Wie kann man sich gegen eine Hausstauballergie wehren? Der wirksamste Schutz vor allergischen Beschwerden ist es, die Milbenbelastung zu senken und die Allergieauslöser zu vermeiden. Dies geschieht über spezielle Massnahmen und Verhaltensregeln (siehe Box). Zusätzlich lassen sich die Beschwerden durch verschiedene Medikamente behandeln, die auch bei anderen allergischen Reaktionen zum Einsatz kommen. So lindern Antihistaminika als Tablette oder Nasenspray allgemeine Allergiesymptome. Diverse Augentropfen können bei Augenbeschwerden helfen.

Hausstaubmilben fühlen
sich am wohlsten,
wenn es warm und
feucht ist.

Kortikosteroide wirken als Nasenspray abschwellend auf die Nasenschleimhäute. Nur kurz (max. fünf bis sieben Tage) sollten Nasentropfen und Nasensprays mit abschwellenden Substanzen verwendet werden, da ihre Wirkung schnell nachlässt.

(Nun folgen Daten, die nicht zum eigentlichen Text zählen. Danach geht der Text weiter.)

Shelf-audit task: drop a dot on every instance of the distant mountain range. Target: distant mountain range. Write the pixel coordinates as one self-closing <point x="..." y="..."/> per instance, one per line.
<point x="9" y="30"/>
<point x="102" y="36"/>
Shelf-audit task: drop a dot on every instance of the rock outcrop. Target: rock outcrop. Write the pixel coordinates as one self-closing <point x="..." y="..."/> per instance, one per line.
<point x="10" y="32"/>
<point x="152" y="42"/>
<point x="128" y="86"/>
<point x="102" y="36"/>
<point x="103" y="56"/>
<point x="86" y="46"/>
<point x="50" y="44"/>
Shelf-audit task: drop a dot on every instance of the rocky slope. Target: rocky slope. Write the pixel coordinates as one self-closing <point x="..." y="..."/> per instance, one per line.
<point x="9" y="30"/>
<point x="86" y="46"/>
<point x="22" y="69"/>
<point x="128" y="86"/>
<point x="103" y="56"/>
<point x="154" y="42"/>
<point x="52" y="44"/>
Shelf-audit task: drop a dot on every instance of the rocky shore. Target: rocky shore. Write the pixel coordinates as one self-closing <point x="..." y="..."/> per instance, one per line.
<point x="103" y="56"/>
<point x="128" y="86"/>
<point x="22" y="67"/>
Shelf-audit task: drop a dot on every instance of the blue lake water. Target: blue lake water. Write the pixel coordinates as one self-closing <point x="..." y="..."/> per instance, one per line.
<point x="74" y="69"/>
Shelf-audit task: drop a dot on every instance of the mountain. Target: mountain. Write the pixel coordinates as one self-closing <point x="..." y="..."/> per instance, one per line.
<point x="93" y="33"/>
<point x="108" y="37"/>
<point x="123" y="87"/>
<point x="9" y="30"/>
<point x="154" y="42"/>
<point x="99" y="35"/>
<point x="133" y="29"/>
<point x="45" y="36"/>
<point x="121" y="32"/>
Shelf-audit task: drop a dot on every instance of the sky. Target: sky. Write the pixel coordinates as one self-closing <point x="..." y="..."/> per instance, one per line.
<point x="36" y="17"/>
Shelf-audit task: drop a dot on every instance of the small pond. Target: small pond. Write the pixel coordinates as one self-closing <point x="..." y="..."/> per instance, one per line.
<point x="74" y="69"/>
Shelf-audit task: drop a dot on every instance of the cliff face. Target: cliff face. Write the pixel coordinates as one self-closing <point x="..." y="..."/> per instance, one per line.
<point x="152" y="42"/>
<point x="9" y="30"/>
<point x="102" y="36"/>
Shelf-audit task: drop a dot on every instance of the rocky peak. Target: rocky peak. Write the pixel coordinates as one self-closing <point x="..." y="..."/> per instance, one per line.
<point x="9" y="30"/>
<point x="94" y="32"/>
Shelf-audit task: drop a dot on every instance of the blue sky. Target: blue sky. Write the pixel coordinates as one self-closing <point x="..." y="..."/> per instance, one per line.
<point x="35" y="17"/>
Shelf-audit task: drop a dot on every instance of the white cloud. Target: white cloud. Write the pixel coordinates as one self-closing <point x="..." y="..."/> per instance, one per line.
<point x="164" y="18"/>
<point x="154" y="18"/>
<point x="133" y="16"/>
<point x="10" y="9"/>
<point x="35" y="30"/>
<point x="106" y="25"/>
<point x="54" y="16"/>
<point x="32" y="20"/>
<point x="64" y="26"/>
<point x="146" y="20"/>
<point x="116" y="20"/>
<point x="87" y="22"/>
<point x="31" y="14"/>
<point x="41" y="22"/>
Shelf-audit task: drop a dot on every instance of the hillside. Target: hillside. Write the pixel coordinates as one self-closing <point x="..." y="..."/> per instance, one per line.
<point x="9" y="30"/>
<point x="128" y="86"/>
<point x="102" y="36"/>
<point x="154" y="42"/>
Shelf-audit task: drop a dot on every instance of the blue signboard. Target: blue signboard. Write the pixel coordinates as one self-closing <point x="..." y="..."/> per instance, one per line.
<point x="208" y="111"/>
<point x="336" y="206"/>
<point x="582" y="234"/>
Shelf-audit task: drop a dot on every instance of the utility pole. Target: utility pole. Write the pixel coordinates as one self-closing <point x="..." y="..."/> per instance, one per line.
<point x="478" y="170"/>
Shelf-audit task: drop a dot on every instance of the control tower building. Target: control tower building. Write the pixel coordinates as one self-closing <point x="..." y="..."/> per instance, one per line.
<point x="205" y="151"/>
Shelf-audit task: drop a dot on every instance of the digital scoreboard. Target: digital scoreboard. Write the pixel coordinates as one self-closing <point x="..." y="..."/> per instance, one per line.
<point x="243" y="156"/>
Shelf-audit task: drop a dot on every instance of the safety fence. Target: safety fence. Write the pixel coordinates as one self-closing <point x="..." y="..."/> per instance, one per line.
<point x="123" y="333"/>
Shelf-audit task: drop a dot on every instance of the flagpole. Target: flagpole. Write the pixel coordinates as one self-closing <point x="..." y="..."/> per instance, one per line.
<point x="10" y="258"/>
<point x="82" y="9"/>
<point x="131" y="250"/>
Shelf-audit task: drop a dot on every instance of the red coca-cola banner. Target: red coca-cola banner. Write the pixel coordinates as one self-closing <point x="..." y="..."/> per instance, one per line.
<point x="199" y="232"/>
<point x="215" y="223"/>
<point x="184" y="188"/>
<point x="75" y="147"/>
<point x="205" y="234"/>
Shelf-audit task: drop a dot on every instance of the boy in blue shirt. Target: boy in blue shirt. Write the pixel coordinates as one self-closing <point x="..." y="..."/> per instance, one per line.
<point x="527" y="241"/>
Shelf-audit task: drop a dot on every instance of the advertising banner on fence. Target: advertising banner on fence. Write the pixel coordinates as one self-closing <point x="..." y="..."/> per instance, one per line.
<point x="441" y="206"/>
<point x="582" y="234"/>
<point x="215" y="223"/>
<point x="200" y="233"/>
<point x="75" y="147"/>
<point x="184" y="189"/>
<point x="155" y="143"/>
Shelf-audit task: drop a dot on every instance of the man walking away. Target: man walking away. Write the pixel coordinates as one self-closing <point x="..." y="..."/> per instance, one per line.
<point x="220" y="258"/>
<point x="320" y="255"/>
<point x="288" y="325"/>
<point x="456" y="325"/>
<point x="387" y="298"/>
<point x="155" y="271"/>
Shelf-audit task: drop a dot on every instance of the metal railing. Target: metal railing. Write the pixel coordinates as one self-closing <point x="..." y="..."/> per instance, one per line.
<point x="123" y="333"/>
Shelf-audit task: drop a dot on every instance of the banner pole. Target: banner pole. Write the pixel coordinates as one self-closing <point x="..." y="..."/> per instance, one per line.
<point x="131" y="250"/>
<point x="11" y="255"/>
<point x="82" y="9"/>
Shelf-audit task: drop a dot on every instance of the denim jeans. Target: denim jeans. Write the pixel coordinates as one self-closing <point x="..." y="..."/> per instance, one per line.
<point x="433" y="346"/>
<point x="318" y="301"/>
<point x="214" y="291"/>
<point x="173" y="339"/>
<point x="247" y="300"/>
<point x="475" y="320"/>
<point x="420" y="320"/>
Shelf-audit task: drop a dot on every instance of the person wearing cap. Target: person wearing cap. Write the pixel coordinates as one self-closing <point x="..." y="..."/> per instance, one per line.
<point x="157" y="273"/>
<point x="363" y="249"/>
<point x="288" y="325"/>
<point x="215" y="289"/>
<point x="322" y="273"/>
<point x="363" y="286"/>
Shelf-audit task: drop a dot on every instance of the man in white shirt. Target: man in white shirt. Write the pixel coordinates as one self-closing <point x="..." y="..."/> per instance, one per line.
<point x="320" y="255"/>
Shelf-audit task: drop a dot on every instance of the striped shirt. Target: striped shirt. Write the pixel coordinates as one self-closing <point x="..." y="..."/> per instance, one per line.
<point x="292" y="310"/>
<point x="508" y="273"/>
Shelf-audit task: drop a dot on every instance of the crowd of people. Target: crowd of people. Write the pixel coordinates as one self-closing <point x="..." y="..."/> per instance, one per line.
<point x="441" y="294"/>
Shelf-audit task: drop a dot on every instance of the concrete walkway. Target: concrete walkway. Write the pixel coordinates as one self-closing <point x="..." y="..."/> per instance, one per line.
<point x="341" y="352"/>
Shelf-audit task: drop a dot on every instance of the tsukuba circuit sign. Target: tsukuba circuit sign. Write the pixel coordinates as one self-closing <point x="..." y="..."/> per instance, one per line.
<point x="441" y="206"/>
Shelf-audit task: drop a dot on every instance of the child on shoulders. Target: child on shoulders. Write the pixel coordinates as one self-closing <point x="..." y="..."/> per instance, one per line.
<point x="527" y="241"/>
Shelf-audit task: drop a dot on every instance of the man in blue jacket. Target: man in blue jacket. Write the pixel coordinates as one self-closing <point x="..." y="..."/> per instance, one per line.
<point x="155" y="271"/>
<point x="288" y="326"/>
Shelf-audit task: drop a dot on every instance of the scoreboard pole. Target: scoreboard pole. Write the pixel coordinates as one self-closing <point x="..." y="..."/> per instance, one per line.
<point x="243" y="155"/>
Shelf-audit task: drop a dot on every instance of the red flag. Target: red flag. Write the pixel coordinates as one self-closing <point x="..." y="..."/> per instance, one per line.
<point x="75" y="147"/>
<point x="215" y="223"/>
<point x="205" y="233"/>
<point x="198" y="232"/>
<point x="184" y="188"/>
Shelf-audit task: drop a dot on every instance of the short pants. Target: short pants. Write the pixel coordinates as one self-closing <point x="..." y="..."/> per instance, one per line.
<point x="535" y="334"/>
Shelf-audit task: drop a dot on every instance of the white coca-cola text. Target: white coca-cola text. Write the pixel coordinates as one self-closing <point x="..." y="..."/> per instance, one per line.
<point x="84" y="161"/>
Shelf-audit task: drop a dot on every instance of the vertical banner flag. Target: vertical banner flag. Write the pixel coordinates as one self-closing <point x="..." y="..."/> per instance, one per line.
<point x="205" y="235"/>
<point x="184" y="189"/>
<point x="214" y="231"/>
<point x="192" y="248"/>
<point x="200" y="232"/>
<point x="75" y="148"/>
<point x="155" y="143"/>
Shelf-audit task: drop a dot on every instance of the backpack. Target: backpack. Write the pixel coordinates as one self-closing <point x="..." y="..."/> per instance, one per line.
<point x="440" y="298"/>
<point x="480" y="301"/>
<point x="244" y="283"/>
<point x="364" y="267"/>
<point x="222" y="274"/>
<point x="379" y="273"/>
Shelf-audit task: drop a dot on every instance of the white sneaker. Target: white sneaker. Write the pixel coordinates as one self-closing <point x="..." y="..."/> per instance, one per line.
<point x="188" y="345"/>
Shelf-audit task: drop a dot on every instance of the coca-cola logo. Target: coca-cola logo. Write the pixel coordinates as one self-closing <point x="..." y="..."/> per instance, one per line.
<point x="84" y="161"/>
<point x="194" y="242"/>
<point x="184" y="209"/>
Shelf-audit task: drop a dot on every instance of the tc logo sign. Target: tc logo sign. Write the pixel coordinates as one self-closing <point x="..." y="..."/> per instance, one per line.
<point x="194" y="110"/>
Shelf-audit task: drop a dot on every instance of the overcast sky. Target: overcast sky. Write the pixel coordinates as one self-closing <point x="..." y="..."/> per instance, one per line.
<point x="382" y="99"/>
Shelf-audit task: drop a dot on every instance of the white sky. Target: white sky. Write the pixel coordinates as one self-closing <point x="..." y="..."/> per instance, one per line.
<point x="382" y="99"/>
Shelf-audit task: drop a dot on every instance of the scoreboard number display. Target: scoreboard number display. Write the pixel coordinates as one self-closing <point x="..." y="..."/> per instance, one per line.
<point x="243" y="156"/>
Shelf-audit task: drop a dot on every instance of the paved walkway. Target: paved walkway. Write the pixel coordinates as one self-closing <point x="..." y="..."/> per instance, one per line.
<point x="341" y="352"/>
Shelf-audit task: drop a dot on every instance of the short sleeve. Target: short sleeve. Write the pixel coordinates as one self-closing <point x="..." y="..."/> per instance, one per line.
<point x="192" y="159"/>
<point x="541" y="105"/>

Für Patientinnen und Patienten mit Asthma und zugleich allergischem Schnupfen können entzündungsmindernde Leukotrienantagonisten eingesetzt werden. Schliesslich helfen Mastzellstabilisatoren bei allergischem Schnupfen und allergischer Bindehautentzündung, indem sie die Ausschüttung bestimmter Immunzellen verhindern. Die Wirksamkeit homöopathischer Mittel ist wissenschaftlich umstritten. Ihr Vorteil: Sie machen keine Nebenwirkungen.

Dauerhafte Lösung

Wer jedoch das Übel an der Wurzel packen will, der sollte sich über einen längeren Zeitraum einer Hyposensibilisierung unterziehen. Dabei spritzt der Arzt oder die Ärztin die Milbenallergene in langsam steigenden Dosierungen regelmässig unter die Haut oder die Betroffenen nehmen sie als Tropfen oder Tablette unter die Zunge (sublingual) zu sich. Dabei wird der Körper langsam an das Allergen «gewöhnt». Im Idealfall sind dem Immunsystem die Allergieauslöser dann irgendwann egal und der «Feind» wird zum «Freund».

Tipps für Milbenallergikerinnen und Milbenallergiker

  • Wohnung gut lüften und trocken halten. Schlafzimmer nicht über 18 bis 20 °C beheizen.
  • Regelmässig Bettdecken, Kissen und Bettwäsche waschen, öfter Teppiche saugen und die Wohnung putzen. Beim Staubsaugen spezielle Feinstaubfilter verwenden.
  • Keine Klimaanlagen, Ventilatoren oder Heizlüfter, die die Luft aufwirbeln, laufen lassen.
  • Keine Staubfänger wie Kuscheltiere, viele Kissen, schwere Vorhänge, offene Bücherregale oder Polstermöbel im Schlafzimmer platzieren.
  • Milbenschutzbezüge (Encasing) für Matratzen, Bettdecken und Kissen benutzen.
  • Kuscheltiere bei 60 °C waschen oder für 24 Stunden ins Gefrierfach legen und danach bei niedrigeren Temperaturen waschen.
  • Keine Topfpflanzen im Schlafzimmer halten.
  • Geeignete Raumluftreiniger gegen die Allergenbelastung kaufen.
  • Ferien am besten im Gebirge (über 1500 Meter) verbringen.
  • Wenn möglich keine haarigen Haustiere halten.